Atteints d’un cancer des voies urinaires, trois ex-salariés du groupe Trèves à Reims poursuivent leur employeur
« En saisissant le Pôle social du tribunal judiciaire de Reims (Marne), nous voulons faire reconnaître la responsabilité de la société Trèves. On veut aussi alerter les familles car sur le site de Reims, les cas de cancer se multiplient », lance Steve Carré. C’est au Cera (Centre d’étude et de recherche pour l’automobile) qu’ont travaillé les trois plaignants : Christian Beauvais pendant 56 ans, Laurent Guichard pendant 28 ans et Steve Carré pendant 23 ans. Tous ont été atteints par un cancer des voies urinaires entre 2020 et 2023.
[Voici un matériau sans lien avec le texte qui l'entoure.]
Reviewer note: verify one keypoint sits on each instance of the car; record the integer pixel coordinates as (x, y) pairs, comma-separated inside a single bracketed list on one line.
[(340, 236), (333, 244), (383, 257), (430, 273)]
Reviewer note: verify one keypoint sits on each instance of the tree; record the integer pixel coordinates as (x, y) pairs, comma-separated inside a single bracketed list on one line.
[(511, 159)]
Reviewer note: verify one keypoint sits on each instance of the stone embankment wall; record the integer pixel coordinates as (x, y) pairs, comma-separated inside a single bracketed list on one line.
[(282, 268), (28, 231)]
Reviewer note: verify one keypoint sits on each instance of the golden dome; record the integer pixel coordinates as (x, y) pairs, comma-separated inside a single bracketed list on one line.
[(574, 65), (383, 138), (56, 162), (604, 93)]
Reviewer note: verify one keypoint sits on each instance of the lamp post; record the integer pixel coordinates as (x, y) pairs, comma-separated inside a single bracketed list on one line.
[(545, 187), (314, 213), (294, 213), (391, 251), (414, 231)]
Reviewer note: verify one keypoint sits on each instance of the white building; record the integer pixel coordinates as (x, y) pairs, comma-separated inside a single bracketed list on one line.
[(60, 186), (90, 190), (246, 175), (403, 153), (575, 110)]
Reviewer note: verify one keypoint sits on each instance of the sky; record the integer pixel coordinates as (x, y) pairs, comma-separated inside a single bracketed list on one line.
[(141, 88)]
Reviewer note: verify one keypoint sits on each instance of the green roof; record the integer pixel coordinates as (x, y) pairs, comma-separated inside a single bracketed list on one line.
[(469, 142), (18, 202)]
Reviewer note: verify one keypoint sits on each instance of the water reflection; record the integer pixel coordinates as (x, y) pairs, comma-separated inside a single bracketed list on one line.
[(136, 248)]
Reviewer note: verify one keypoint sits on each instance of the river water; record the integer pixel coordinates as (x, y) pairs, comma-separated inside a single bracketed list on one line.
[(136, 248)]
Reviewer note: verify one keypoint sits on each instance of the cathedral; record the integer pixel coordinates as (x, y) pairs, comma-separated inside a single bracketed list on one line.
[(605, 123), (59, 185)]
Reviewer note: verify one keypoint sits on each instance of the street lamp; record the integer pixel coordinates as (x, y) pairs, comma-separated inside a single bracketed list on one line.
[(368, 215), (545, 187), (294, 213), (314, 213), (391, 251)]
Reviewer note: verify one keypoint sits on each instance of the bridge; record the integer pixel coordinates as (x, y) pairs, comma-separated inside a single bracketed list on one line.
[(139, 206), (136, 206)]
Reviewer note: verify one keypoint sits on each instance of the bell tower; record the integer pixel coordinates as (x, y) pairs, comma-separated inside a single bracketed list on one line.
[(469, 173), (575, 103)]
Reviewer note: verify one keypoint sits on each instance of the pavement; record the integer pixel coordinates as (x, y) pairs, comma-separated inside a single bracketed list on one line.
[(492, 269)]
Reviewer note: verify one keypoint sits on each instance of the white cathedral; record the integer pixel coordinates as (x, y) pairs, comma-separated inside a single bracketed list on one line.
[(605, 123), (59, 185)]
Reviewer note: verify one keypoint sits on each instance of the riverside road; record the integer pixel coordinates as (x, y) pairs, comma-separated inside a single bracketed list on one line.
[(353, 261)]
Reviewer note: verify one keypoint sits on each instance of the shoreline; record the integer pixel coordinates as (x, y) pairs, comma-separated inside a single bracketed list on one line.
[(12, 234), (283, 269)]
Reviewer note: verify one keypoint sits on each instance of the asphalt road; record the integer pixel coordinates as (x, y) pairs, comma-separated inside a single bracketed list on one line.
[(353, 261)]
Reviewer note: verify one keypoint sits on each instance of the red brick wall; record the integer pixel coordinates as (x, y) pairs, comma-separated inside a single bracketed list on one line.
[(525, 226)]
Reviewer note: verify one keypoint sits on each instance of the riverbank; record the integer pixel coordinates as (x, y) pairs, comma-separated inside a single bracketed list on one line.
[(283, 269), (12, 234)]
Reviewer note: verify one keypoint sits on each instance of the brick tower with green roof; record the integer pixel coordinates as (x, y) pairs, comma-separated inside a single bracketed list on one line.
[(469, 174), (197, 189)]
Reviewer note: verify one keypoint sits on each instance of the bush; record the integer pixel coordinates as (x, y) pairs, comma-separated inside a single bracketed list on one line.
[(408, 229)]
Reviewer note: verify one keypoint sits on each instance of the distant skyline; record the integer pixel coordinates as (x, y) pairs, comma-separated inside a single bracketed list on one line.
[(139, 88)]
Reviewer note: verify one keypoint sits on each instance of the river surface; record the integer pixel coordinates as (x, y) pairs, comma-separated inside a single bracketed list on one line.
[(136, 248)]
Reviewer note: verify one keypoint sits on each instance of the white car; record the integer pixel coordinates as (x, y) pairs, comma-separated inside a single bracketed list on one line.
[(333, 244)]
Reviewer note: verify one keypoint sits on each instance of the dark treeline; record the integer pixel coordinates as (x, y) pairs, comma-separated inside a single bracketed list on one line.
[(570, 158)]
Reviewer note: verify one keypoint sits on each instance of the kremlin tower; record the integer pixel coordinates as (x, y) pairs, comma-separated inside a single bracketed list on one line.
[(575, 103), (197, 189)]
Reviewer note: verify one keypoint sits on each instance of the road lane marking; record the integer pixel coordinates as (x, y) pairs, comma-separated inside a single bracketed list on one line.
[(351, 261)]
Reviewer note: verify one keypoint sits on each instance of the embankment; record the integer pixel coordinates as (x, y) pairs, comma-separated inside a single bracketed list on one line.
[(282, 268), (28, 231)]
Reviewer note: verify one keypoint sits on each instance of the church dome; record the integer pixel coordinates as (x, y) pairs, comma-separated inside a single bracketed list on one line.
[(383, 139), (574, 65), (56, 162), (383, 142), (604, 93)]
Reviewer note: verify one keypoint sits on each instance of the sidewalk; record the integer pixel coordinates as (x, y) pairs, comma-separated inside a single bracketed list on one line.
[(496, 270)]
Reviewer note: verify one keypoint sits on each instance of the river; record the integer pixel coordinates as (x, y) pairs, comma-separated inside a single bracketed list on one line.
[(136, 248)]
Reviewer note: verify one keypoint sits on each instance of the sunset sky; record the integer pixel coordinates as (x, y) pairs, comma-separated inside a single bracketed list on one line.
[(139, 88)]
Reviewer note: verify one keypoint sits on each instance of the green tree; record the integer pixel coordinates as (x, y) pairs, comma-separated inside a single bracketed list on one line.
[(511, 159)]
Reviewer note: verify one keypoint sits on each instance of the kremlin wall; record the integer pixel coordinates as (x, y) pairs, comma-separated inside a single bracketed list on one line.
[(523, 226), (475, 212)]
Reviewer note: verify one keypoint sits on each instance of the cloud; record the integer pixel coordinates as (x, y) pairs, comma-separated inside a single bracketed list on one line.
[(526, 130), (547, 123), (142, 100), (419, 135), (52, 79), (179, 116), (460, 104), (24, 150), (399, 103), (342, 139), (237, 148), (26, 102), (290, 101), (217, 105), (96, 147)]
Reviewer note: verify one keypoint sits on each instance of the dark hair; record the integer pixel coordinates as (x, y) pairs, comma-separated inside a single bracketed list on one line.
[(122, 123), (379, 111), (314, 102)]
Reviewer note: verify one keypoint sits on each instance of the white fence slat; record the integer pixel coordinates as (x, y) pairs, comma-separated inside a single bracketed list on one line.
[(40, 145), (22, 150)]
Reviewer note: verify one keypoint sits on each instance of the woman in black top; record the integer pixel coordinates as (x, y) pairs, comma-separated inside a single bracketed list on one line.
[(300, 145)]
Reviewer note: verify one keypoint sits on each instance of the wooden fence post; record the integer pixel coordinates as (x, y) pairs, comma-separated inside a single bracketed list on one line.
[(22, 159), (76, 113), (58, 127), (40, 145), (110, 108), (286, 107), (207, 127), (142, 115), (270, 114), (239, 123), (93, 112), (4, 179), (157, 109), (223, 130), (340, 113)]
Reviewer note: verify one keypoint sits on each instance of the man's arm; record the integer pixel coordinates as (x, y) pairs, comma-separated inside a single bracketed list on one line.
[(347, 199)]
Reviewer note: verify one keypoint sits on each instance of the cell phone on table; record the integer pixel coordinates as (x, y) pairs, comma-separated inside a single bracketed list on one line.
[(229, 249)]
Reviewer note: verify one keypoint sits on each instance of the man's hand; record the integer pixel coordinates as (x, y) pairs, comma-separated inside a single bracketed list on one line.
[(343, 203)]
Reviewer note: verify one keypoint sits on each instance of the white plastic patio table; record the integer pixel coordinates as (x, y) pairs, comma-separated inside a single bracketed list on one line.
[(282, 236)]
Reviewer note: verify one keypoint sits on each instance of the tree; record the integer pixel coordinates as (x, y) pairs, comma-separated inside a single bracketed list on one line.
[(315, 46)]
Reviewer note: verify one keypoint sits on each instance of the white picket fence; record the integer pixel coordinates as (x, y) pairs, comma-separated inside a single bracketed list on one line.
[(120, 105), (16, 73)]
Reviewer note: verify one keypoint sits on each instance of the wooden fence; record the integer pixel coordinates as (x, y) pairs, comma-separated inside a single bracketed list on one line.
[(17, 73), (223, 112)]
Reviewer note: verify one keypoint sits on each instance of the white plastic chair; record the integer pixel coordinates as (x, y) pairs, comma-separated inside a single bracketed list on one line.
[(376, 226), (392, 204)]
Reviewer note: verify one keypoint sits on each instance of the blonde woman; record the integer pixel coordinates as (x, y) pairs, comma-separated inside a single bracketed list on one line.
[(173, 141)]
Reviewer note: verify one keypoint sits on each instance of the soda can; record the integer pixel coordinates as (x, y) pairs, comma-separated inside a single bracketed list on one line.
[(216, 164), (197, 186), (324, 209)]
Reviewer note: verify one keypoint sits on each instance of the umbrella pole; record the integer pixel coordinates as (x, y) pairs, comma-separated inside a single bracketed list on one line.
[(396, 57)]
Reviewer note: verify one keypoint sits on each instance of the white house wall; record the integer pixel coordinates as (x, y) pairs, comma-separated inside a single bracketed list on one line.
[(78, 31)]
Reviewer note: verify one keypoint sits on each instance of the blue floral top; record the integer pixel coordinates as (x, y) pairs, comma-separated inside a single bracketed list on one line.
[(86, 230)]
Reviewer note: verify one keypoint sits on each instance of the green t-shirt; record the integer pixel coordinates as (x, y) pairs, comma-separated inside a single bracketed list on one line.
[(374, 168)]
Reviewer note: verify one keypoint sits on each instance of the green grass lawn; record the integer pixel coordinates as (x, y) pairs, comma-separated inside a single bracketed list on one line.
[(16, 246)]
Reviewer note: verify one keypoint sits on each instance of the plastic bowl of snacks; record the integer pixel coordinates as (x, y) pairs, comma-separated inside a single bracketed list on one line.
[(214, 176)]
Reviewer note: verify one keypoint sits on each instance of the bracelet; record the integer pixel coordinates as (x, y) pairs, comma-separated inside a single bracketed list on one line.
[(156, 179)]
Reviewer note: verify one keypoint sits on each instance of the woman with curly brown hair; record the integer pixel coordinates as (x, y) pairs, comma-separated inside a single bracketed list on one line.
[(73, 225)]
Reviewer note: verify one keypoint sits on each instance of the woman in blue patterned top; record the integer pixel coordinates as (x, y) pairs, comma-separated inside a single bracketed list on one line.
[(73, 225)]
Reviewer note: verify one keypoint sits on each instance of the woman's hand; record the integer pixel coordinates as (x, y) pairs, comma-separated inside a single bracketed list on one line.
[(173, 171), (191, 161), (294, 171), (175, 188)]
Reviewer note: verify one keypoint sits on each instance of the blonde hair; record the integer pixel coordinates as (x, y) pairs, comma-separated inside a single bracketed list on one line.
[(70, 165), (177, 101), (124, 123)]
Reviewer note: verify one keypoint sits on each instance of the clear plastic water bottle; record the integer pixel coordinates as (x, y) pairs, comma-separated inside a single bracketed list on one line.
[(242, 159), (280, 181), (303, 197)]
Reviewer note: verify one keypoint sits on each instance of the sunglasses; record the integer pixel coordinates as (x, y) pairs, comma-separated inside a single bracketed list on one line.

« Ça a toujours été du bricolage »
C’est en 2022 qu’une tumeur de 7 cm est détectée dans le rein gauche de Steve Carré. « Elle avait la taille d’un pamplemousse, ce n’est pas anodin et le cancer du rein touche davantage les fumeurs ce qui n’était pas mon cas. » Il est alors technicien de laboratoire depuis 2001 au sein du groupe Trèves. En pleine forme, l’Ardennais de 44 ans se partageait entre sa famille, son travail et son activité de pompier volontaire. « Ces dernières années, les activités se sont diversifiées sur le site de Reims mais les moyens n’ont jamais été adaptés. Ça a toujours été du bricolage. En métrologie, on manipule des pièces à main nue et j’étais exposé aux fumées de décomposition de produits pétroliers. Tout le personnel se rend dans l’atelier pour voir les développements, même des ingénieurs sont tombés malades. Mais quand on a eu des entretiens avec la RH, ils nous ont dit que c’était ni plus, ni moins que la même chose qu’un barbecue dans notre jardin », tempête-t-il.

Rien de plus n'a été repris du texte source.